那覇市の30代の会社員女性は仕事に支障を来すほど、月経前症候群(PMS)の症状に苦しんできた。女性が自身のPMSに気づいたのは20代前半。交際していたパートナーの男性からの指摘だった。「一定期間の言動がおかしい、情緒不安定だ」と言われ、生理前にそうなると気づいた。「振り返れば、10代の時も感情的になって周囲に心配をかけていた」
女性は生理周期が25日で、時期によっては月2回の生理がある。PMSのせいで、一日中だるくて起きられず、急に仕事を休まざるを得ないこともあった。月の半分はPMSと生理で不調。

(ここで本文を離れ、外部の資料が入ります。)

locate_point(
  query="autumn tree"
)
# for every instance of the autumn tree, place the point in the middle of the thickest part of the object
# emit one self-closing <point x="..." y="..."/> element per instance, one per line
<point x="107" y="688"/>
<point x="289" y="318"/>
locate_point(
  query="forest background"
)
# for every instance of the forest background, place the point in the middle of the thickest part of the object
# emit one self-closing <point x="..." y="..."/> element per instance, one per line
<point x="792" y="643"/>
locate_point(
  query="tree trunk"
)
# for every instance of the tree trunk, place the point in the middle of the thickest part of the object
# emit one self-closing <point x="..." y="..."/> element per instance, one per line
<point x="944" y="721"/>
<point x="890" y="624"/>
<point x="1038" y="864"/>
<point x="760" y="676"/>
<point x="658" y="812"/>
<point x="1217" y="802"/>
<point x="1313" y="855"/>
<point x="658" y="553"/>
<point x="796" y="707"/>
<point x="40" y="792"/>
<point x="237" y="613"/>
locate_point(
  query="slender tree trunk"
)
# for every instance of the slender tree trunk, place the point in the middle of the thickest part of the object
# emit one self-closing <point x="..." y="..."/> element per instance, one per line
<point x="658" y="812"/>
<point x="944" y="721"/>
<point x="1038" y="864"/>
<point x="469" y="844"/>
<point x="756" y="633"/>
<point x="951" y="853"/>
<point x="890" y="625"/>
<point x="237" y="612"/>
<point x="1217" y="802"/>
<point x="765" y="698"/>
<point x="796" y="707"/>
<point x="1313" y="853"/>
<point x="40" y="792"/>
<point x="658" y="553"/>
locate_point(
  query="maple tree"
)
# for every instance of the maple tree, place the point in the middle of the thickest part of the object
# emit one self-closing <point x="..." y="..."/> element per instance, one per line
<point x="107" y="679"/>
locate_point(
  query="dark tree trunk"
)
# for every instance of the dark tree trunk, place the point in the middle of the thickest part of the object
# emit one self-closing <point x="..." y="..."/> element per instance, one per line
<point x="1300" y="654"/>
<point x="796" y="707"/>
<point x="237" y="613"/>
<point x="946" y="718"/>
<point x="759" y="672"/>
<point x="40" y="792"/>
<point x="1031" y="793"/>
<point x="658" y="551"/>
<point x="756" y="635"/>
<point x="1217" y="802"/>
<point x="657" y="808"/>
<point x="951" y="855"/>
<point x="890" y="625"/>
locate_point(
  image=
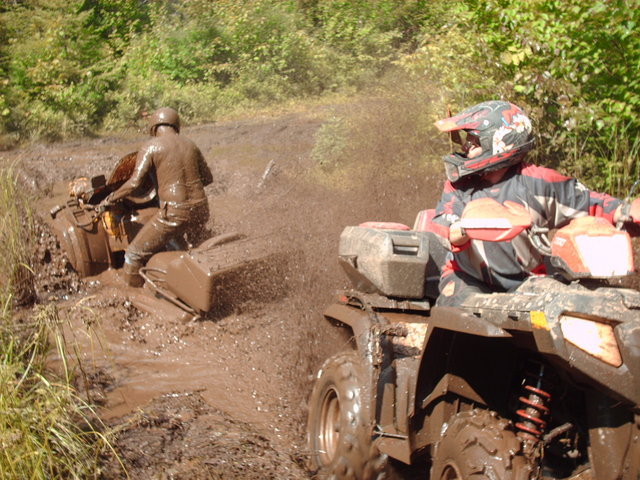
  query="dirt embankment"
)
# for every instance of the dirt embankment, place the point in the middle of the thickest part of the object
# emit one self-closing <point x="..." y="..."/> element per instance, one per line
<point x="224" y="397"/>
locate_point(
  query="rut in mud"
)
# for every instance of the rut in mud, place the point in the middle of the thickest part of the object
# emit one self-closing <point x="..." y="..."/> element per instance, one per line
<point x="224" y="397"/>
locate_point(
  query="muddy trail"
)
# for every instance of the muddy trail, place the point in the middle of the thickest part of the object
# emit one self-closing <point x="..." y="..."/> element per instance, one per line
<point x="225" y="396"/>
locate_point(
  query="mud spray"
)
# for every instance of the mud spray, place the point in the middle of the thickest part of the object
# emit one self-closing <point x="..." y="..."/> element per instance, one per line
<point x="225" y="397"/>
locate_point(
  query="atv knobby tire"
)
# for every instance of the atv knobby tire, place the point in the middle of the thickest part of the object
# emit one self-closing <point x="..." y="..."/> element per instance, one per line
<point x="478" y="445"/>
<point x="338" y="433"/>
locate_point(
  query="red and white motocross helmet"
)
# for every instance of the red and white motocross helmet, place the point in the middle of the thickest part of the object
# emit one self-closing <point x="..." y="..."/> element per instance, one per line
<point x="502" y="130"/>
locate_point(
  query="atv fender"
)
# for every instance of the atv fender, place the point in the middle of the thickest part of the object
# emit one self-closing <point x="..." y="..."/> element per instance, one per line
<point x="454" y="319"/>
<point x="359" y="321"/>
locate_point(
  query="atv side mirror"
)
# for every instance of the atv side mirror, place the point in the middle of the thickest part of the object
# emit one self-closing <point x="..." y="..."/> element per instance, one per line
<point x="486" y="219"/>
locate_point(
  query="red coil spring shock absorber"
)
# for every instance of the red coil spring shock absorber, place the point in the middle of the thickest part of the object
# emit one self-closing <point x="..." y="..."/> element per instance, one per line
<point x="534" y="407"/>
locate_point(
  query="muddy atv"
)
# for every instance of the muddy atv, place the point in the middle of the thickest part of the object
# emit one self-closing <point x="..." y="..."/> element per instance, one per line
<point x="191" y="279"/>
<point x="541" y="382"/>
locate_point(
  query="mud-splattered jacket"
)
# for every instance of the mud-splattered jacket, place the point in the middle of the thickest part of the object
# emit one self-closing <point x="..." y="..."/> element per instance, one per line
<point x="552" y="200"/>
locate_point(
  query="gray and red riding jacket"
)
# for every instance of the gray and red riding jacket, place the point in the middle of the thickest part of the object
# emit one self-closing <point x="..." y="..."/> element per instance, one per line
<point x="552" y="200"/>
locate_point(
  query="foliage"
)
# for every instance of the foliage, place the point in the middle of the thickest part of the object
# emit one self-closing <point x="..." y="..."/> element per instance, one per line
<point x="576" y="64"/>
<point x="46" y="431"/>
<point x="76" y="67"/>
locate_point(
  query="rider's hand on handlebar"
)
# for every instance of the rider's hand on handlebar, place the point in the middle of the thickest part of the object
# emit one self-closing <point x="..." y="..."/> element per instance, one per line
<point x="457" y="235"/>
<point x="104" y="205"/>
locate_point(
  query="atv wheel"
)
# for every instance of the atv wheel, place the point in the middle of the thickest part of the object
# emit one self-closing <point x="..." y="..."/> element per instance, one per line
<point x="337" y="429"/>
<point x="478" y="445"/>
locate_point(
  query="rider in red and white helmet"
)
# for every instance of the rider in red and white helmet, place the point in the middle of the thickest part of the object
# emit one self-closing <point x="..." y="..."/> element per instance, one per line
<point x="497" y="134"/>
<point x="495" y="137"/>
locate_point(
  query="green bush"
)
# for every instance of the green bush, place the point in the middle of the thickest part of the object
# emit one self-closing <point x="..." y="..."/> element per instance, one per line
<point x="576" y="64"/>
<point x="46" y="430"/>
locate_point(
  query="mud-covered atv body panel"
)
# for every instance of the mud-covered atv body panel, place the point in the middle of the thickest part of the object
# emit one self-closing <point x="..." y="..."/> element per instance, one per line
<point x="191" y="279"/>
<point x="429" y="367"/>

生理痛にも苦しみ、鎮痛薬が手放せなかった。
市販のハーブや漢方では効果がなく、20代後半に近所の産婦人科へ。男性医師から「気分の問題」と言われてショックを受けた。女医のクリニックに電話しても、予約は数カ月待ちで「途方に暮れた」。
誰にも悩みを打ち明けられず、一人で抱え込んだ。インターネットのコミュニティーでPMSに関するグループを見つけ、つらい思いを吐き出した。最近になって、生理を4カ月に1回まで減らせる低用量ピルを知り、37歳で服用を始めた。現在は、仕事の休みに合わせて生理をコントロールしている。体調は大幅に改善し、仕事に差し障ることもなくなった。
PMSを抱えながら社会生活を送る大変さを体験した女性は「ジェンダー平等は女性の心身の健康の問題と切り離すことはできない。男性と同じくらい女性も働く時代になったけれど、我慢している人はたくさんいると思う」と話す。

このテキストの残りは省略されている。